Le Sous-Directeur Nkulu parut excité, et ordonna à Ludovic et Cassydie de se charger de l’assistance psychologique de la famille. Le temps que l’on complète les informations et qu’on aille les interroger.

— Alors, qu'est-ce qu’on a sur elle ? demandai-je à Catherine.

— Elle s’appelait Rigoberta Nzouba Ndeka, âgée de trente-cinq ans, répondit la jeune femme en lisant la fiche qu’elle tenait entre les mains. Elle travaillait comme commerciale dans une entreprise située à Kalikak. Une boite de placement financier. C’est à peu près tout ce qu’on sait pour l’instant.

— Heu… autre chose, intervint gravement Christophe Varama. C’était la fille de Jacques Nzouba-Ndeka.

— C’est qui lui ? demandai-je.

Ludovic, Doumbia et le Sous-Directeur Nkulu me dévisagèrent soudain, je ne comprenais pas pourquoi. Il y eut un instant de silence.

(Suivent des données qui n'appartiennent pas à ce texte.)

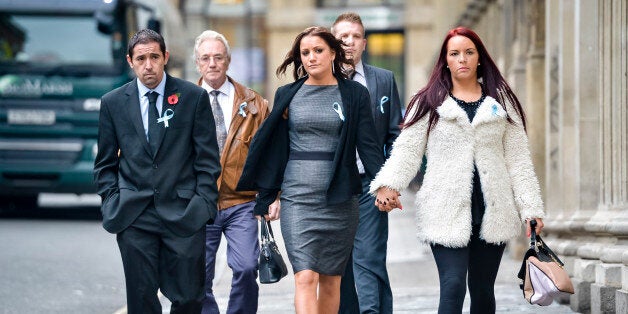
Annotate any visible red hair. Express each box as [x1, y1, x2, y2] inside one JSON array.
[[402, 27, 526, 134]]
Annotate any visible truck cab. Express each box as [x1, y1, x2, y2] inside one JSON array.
[[0, 0, 155, 208]]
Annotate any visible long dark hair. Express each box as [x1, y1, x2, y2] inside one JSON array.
[[276, 26, 353, 81], [402, 27, 526, 134]]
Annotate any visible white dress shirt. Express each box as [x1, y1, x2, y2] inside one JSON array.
[[201, 79, 235, 129]]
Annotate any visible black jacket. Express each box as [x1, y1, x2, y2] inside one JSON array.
[[238, 77, 384, 214], [94, 75, 220, 236]]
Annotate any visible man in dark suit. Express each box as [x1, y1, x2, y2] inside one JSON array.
[[331, 12, 401, 313], [94, 30, 220, 314]]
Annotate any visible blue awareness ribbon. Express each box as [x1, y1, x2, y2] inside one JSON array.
[[332, 102, 345, 121], [157, 109, 174, 128], [238, 102, 247, 118], [379, 96, 388, 113]]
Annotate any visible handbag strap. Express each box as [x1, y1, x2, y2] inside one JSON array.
[[530, 219, 565, 267], [259, 217, 275, 241]]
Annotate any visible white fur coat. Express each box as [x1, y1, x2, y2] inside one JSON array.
[[370, 96, 544, 247]]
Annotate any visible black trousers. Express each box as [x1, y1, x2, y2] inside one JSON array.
[[431, 226, 506, 314], [117, 206, 205, 314]]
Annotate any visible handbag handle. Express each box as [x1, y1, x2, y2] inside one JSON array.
[[530, 219, 537, 248], [530, 219, 565, 267], [259, 217, 275, 241]]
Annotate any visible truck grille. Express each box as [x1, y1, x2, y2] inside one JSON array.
[[0, 139, 83, 166]]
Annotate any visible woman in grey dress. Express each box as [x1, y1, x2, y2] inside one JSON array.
[[238, 27, 383, 313]]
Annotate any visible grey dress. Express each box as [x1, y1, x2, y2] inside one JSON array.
[[280, 84, 359, 275]]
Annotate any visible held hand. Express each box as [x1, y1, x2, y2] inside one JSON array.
[[526, 218, 544, 238], [266, 198, 281, 221], [375, 187, 403, 212]]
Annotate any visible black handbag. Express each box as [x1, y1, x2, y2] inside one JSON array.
[[517, 220, 574, 306], [258, 216, 288, 283]]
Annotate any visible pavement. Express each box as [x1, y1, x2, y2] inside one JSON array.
[[162, 190, 575, 314]]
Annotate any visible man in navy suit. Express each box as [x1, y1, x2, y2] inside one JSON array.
[[94, 30, 220, 314], [331, 12, 401, 313]]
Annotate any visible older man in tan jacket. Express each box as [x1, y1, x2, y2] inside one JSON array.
[[194, 30, 279, 313]]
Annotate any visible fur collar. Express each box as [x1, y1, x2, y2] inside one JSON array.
[[436, 96, 507, 127]]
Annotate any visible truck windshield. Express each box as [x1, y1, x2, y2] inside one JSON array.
[[0, 13, 121, 75]]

— Mais y’a quoi ? C’est qui ce type ?!

— Sérieux ! Tu ne connais pas Jacques Nzouba Ndeka ?! Fit Doumbia. C’est le grand patron de BioPharma Gabon, la société pharmaceutique leader du marché des médicaments au Gabon. Et le fils de l’ancien président du Sénat.

Au même moment mon téléphone vibra dans la poche de ma veste en jean. Je regardai, encore Claude.

Qu’est-ce qu’il me voulait celui-là !

— Oui, Monsieur Itomba, que puis-je faire pour vous ?

— On dit bonsoir d’abord Axelle-Marthe. Peux-tu passer au CHUL le plus vite possible ! J’ai des infos importantes pour toi, elles t’aideront peut-être à arrêter le chirurgien !

— Sérieux ??! D’accord, on arrive tout de suite.